The sale reflects growing challenges for foreign investors operating in Sudan since conflict erupted in 2023.
The project lies around 900 kilometres north of Khartoum, close to the Egyptian border, within Sudan’s Block 14 mining concession, an exploration area spanning roughly 1,000 square kilometres.
Perseus acquired the asset in 2022 through its takeover of Orca Gold, positioning the company to develop what could have become one of Sudan’s largest modern gold mines.
Geological studies estimate the project contains around 2.85 million ounces of probable gold reserves and 3.34 million ounces of measured and indicated resources.
Civil war reshapes investment decisions in Sudan’s mining sector
However, the eruption of the Sudanese Civil War (2023–present) dramatically altered the country’s investment climate.
Although the Meyas Sand site itself has remained relatively stable due to its remote desert location, the wider security situation has complicated logistics, financing and long-term construction planning.
Perseus’s Chief Executive Officer Craig Jones said: “Perseus maintains the view that the MSGP is a high quality gold project.
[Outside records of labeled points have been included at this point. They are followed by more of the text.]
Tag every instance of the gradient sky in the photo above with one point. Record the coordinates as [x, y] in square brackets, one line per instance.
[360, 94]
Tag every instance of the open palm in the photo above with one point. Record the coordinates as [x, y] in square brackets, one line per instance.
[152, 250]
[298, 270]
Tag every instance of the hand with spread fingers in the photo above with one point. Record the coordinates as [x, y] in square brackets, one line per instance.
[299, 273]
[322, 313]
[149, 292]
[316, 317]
A strategic review of MSGP was undertaken as a result of the protracted armed conflict in Sudan and its impact on Perseus’s ability to progress the development at suitable scale.”
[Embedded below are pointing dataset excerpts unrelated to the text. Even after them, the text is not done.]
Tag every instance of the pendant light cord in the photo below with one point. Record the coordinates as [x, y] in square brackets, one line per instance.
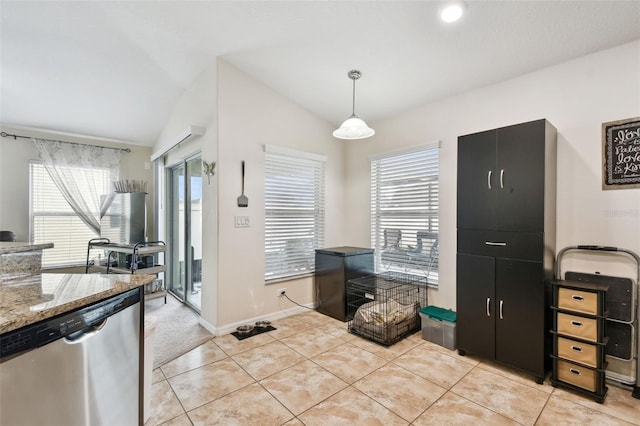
[353, 103]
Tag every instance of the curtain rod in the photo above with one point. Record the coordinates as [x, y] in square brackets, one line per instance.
[6, 135]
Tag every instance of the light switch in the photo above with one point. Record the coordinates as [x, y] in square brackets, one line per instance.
[242, 221]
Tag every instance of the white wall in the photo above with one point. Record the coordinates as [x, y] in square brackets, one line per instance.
[198, 106]
[241, 115]
[14, 174]
[576, 97]
[251, 115]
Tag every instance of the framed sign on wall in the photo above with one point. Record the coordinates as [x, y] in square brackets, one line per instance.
[621, 154]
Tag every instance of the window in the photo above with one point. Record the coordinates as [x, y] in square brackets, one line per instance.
[404, 212]
[294, 212]
[53, 220]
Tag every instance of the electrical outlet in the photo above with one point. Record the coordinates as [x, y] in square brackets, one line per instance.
[242, 221]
“The sale represents an important step for Perseus in its portfolio optimisation and allows allocation of resources to core assets and its growth strategy. Matrix Group is a proven development partner with a vision for the MSGP that aligns with the development goals of Sudan.”
For Perseus, which operates producing gold mines in Ghana and Côte d’Ivoire, the decision allows the company to concentrate on jurisdictions with lower geopolitical risk while uncertainty continues to surround Sudan’s political and security environment.